Detailed research on this subject has recently been undertaken by Harbitz (1991, 1992) who has developed a mathematical model for the numerical simulation of water waves generated by the Second Storegga Slide. Harbitz has shown that the likely tsunami run-up values are greatly dependent on the average velocity of the landslide as well as the shear stress at the interface between the water and the slide body. He has shown that a landslide moving at an average velocity of 35 ms-1 would have produced average flood run-up values of between +3 and +5m along the eastern coast of Greenland, Iceland, Scotland and the western coast of Norway. By contrast, a landslide moving with a velocity of 50ms-1 is likely to have produced runup at the coast in excess of +20m. This value for flood runup is considerably higher than the empirically measured values of tsunami runup along the northern coastline of Scotland. Owing to the good correspondence between the measured runup values and the predicted values for a 35ms-1 slide velocity for this area, the latter landslide velocity is considered to be realistic.

Harbitz concluded that there is likely to have been a very marked initial drawdown of water (possibly in excess of -10m) prior to the arrival of the first major tsunami wave (possibly circa 10m high) along the west Norwegian coast. Tsunami runup of up to +10m (equivalent to a water level rise of +20m) follows within the space of two hours. The data of Harbitz suggest that the Second Storegga Slide was associated with two major tsunami waves as well as several minor water level fluctuations. More recently, Henry and Murty (1992) have developed a different numerical model of the Storegga Slide and have derived similar tsunami run-up values to those of Harbitz. These data suggest that there is a broad compatibility between the preliminary results of the landslide-generated tsunami models and the empirical results on tsunami run-up for the Scottish coast as suggested by Dawson et al. (1988). These results should be treated with caution, however, since, the run-up values take no account of the influence of nearshore bathymetry on regional variations in former tsunami run-up. Nor do they include the effect of tidal variations during the period of tsunami propagation. In theory, this effect could add or subtract circa 3m to the tsunami runup above the position of mean sea level on the day that the tsunami took place.

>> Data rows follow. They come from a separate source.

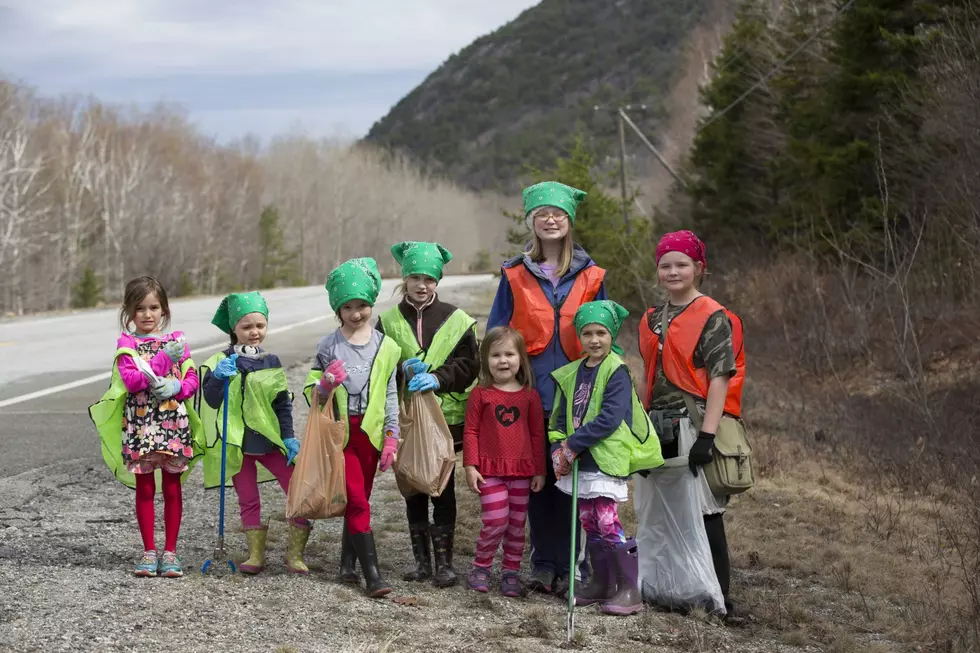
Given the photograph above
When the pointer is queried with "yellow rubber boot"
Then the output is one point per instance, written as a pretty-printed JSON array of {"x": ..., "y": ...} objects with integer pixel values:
[
  {"x": 256, "y": 551},
  {"x": 298, "y": 536}
]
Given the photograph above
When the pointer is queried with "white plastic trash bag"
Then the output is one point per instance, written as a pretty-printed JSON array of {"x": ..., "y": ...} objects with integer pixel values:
[{"x": 676, "y": 570}]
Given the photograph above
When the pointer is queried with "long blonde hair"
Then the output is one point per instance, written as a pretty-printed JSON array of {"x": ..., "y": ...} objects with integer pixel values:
[
  {"x": 536, "y": 253},
  {"x": 498, "y": 334}
]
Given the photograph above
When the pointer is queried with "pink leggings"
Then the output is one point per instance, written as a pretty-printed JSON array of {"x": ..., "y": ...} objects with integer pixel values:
[
  {"x": 504, "y": 511},
  {"x": 600, "y": 519},
  {"x": 247, "y": 486}
]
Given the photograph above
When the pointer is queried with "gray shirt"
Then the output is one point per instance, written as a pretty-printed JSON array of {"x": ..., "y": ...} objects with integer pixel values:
[{"x": 358, "y": 360}]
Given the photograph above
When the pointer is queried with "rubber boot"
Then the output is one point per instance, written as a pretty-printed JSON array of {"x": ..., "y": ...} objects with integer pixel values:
[
  {"x": 348, "y": 560},
  {"x": 256, "y": 550},
  {"x": 420, "y": 549},
  {"x": 442, "y": 549},
  {"x": 602, "y": 586},
  {"x": 367, "y": 555},
  {"x": 627, "y": 600},
  {"x": 298, "y": 537}
]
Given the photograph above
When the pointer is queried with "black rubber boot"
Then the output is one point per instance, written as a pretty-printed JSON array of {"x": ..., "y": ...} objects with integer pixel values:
[
  {"x": 442, "y": 549},
  {"x": 348, "y": 560},
  {"x": 367, "y": 555},
  {"x": 423, "y": 554}
]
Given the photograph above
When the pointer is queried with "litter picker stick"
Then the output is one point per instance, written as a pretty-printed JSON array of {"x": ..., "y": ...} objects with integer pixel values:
[
  {"x": 573, "y": 555},
  {"x": 219, "y": 549}
]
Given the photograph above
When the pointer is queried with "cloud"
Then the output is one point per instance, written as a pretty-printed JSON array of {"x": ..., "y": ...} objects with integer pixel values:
[{"x": 287, "y": 58}]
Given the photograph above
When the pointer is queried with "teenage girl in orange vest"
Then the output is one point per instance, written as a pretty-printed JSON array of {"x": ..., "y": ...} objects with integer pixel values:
[
  {"x": 701, "y": 363},
  {"x": 539, "y": 292}
]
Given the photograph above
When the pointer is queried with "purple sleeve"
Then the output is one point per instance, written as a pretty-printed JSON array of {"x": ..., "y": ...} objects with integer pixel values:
[{"x": 615, "y": 407}]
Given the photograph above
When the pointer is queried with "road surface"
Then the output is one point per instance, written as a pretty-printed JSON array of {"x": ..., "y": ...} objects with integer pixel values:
[{"x": 52, "y": 369}]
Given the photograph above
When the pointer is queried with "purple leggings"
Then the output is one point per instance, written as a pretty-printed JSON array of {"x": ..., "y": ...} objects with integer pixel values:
[
  {"x": 247, "y": 486},
  {"x": 600, "y": 519}
]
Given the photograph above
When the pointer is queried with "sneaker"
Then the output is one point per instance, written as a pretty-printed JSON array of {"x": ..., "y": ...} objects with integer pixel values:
[
  {"x": 541, "y": 581},
  {"x": 479, "y": 579},
  {"x": 147, "y": 566},
  {"x": 510, "y": 585},
  {"x": 170, "y": 565}
]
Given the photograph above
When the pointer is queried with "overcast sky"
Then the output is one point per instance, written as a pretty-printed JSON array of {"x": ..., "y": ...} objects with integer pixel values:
[{"x": 240, "y": 66}]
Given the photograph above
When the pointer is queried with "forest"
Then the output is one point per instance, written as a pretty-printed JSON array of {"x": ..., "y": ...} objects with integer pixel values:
[{"x": 92, "y": 195}]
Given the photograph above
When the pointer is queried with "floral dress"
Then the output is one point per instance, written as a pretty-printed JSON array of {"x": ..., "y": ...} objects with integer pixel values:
[{"x": 155, "y": 434}]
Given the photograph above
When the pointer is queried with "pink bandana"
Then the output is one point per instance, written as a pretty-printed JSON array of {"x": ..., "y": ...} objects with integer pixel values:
[{"x": 683, "y": 241}]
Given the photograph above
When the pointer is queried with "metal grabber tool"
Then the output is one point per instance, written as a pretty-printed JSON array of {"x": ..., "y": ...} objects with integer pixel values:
[{"x": 220, "y": 554}]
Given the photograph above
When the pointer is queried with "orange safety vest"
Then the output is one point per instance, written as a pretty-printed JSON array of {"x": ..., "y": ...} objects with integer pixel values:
[
  {"x": 683, "y": 334},
  {"x": 534, "y": 317}
]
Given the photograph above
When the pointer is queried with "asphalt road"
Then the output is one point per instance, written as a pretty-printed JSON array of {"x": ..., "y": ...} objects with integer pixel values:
[{"x": 71, "y": 354}]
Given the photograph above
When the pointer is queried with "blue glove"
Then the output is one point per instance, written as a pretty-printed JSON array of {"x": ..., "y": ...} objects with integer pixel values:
[
  {"x": 226, "y": 368},
  {"x": 423, "y": 382},
  {"x": 166, "y": 389},
  {"x": 414, "y": 366},
  {"x": 292, "y": 446}
]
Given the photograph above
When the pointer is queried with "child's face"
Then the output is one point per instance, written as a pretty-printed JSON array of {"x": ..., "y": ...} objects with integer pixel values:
[
  {"x": 504, "y": 361},
  {"x": 355, "y": 313},
  {"x": 596, "y": 341},
  {"x": 550, "y": 223},
  {"x": 251, "y": 329},
  {"x": 677, "y": 272},
  {"x": 420, "y": 288},
  {"x": 148, "y": 314}
]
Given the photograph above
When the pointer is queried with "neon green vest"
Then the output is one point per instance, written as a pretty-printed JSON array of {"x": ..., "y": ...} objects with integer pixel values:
[
  {"x": 107, "y": 413},
  {"x": 443, "y": 343},
  {"x": 625, "y": 451},
  {"x": 251, "y": 405},
  {"x": 384, "y": 364}
]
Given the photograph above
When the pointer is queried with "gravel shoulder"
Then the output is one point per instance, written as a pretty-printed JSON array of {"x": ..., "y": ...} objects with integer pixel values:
[{"x": 68, "y": 541}]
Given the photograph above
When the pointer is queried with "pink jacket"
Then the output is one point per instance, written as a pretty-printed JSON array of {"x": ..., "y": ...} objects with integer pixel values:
[{"x": 161, "y": 365}]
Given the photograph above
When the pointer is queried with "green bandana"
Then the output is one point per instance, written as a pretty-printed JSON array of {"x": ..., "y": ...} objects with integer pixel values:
[
  {"x": 236, "y": 306},
  {"x": 421, "y": 258},
  {"x": 607, "y": 313},
  {"x": 552, "y": 193},
  {"x": 357, "y": 278}
]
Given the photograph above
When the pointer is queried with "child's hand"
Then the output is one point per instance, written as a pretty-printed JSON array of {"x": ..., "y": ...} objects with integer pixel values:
[
  {"x": 537, "y": 483},
  {"x": 474, "y": 480}
]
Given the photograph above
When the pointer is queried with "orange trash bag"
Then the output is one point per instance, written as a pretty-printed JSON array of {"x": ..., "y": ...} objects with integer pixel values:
[
  {"x": 318, "y": 487},
  {"x": 425, "y": 457}
]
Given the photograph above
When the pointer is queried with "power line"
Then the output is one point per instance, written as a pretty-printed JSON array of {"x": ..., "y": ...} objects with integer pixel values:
[{"x": 778, "y": 67}]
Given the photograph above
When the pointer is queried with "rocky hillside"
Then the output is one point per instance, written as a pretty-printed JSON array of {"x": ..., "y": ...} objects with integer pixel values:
[{"x": 514, "y": 97}]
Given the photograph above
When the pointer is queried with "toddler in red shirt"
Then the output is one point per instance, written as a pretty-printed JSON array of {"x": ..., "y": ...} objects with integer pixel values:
[{"x": 503, "y": 454}]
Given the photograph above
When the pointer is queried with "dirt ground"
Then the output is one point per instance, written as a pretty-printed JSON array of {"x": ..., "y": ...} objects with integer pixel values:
[{"x": 68, "y": 541}]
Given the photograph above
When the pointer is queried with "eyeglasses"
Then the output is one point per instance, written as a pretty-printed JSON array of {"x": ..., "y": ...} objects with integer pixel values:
[{"x": 558, "y": 218}]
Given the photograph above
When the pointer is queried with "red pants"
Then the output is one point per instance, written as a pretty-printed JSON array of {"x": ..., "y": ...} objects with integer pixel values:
[{"x": 360, "y": 465}]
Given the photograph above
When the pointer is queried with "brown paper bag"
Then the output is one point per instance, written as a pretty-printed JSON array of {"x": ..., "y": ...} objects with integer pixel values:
[
  {"x": 425, "y": 454},
  {"x": 318, "y": 487}
]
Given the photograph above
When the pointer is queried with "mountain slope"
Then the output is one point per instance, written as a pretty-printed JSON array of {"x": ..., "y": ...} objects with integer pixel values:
[{"x": 514, "y": 98}]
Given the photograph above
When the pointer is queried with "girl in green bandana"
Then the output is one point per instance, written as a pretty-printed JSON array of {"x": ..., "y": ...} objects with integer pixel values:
[
  {"x": 358, "y": 364},
  {"x": 599, "y": 420},
  {"x": 261, "y": 441},
  {"x": 439, "y": 353}
]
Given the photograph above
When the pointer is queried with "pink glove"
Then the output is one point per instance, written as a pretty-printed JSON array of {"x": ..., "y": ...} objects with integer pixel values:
[
  {"x": 388, "y": 452},
  {"x": 332, "y": 377}
]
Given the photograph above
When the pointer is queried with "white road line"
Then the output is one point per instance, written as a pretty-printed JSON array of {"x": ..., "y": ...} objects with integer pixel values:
[{"x": 104, "y": 376}]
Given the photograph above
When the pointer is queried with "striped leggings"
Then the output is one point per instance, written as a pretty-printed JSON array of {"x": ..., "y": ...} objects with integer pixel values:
[{"x": 504, "y": 510}]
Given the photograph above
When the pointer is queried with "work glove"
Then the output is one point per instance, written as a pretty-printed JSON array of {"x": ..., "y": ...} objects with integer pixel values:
[
  {"x": 165, "y": 389},
  {"x": 332, "y": 377},
  {"x": 414, "y": 366},
  {"x": 702, "y": 451},
  {"x": 423, "y": 382},
  {"x": 226, "y": 368},
  {"x": 388, "y": 452},
  {"x": 292, "y": 448},
  {"x": 174, "y": 349}
]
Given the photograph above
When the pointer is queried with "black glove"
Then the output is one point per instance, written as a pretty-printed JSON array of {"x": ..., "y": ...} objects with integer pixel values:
[{"x": 701, "y": 452}]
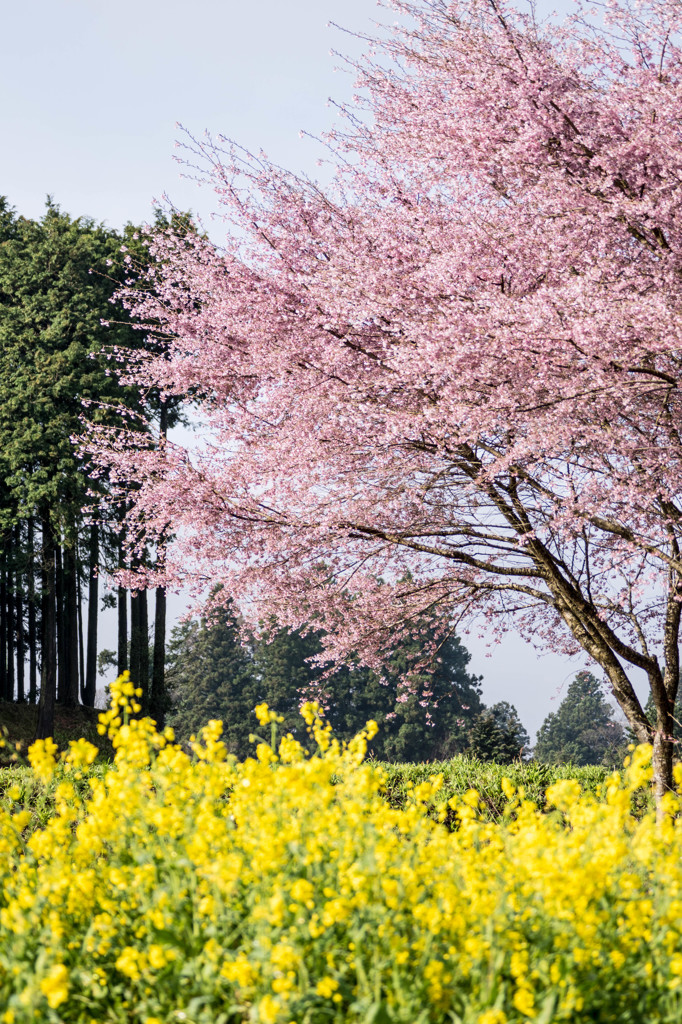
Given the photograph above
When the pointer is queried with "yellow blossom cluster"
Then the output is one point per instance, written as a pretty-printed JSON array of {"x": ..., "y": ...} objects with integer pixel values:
[{"x": 286, "y": 890}]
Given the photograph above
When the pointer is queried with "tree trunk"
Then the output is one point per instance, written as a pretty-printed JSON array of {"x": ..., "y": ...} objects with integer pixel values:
[
  {"x": 45, "y": 725},
  {"x": 93, "y": 607},
  {"x": 123, "y": 615},
  {"x": 81, "y": 650},
  {"x": 139, "y": 645},
  {"x": 144, "y": 651},
  {"x": 663, "y": 767},
  {"x": 60, "y": 631},
  {"x": 10, "y": 633},
  {"x": 158, "y": 695},
  {"x": 33, "y": 632},
  {"x": 4, "y": 689},
  {"x": 20, "y": 645},
  {"x": 70, "y": 695}
]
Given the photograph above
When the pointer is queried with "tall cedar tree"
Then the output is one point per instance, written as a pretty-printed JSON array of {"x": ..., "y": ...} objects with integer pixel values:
[
  {"x": 461, "y": 360},
  {"x": 583, "y": 729},
  {"x": 213, "y": 676},
  {"x": 55, "y": 288},
  {"x": 499, "y": 735}
]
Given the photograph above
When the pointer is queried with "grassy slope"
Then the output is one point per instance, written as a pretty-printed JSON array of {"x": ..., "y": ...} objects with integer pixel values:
[{"x": 17, "y": 725}]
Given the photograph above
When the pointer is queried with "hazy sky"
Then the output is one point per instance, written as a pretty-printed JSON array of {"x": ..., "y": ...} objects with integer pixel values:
[{"x": 91, "y": 93}]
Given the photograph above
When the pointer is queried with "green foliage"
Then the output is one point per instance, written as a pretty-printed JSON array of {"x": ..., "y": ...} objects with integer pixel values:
[
  {"x": 499, "y": 735},
  {"x": 54, "y": 291},
  {"x": 583, "y": 730},
  {"x": 421, "y": 715},
  {"x": 210, "y": 676},
  {"x": 17, "y": 727},
  {"x": 466, "y": 772}
]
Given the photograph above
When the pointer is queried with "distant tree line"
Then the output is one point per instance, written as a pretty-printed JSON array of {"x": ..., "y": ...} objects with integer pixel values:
[
  {"x": 423, "y": 714},
  {"x": 57, "y": 279}
]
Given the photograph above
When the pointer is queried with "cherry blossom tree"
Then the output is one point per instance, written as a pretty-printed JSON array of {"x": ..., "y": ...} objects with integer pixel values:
[{"x": 450, "y": 380}]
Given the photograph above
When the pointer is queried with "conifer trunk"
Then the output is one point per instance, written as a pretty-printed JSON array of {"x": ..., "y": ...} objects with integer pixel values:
[
  {"x": 71, "y": 694},
  {"x": 158, "y": 693},
  {"x": 59, "y": 623},
  {"x": 4, "y": 689},
  {"x": 10, "y": 633},
  {"x": 93, "y": 607},
  {"x": 45, "y": 725},
  {"x": 139, "y": 653},
  {"x": 20, "y": 639},
  {"x": 33, "y": 633}
]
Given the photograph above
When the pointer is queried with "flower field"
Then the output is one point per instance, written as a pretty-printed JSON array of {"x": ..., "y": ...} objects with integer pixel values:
[{"x": 171, "y": 887}]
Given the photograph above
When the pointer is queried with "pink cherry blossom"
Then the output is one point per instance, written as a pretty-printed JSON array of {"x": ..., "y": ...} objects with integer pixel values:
[{"x": 450, "y": 381}]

Despite the sophistication of the numerical models there are certain limitations that affect the mathematical calculation of runup. A feature of the tsunami generated in the numerical model of Harbitz (1992) is the high value (circa 200 km) for the tsunami wavelength. This means that, owing to scale differences, the model treats the coastline as almost a vertical wall against which runup takes place. In order to compensate for this inaccuracy, Harbitz defined a series of locations offshore yet close to the coast in circa 70m water depth where the waves were forced to deform over a hypothetically evenly sloping seabed surface (Table 2).

Table 2 Tsunami height offshore, nearshore seabed slope and runup, Second Storegga Slide (after Harbitz, 1992).

Locations	Site Number	Water Depth (m)	Nearshore Seabed Slope (degrees)	Tsunami Height Offshore (m)	Minimum Runup
Northern Scotland	6	61	0.13	1.2	3.7
Eastern Scotland	7	72	0.05	3.3	-
Eastern Scotland	8	76	0.23	2.5	3.3

Thus it was possible to calculate tsunami height offshore (Table 2). The chosen water depths are sufficiently shallow and imply that, owing to the large wavelengths involved, the waves have already been significantly deformed before being forced to move over an inclined seabed surface. The combined effects of these computations means that whereas the calculated values for tsunami height offshore are reasonably accurate, limited reliability can be placed on the computations of runup at the coast.

Time series analysis of tsunami height at the three offshore sites are shown in Figure 2 where one can observe that the average duration of the most dramatic water level oscillations is in the order of 6 hours.

A weakness of the Harbitz model of the Second Storegga tsunami is that it does not make any correction for tidal changes that may have occurred during the progress of the tsunami. The inshore transformation of the tsunami hydrodynamics described by Harbitz is as realistic as present technology allows. To date there have been no nearshore simulations of the Storegga tsunami for any specific coastal area nor for the North Sea region. This is a research priority.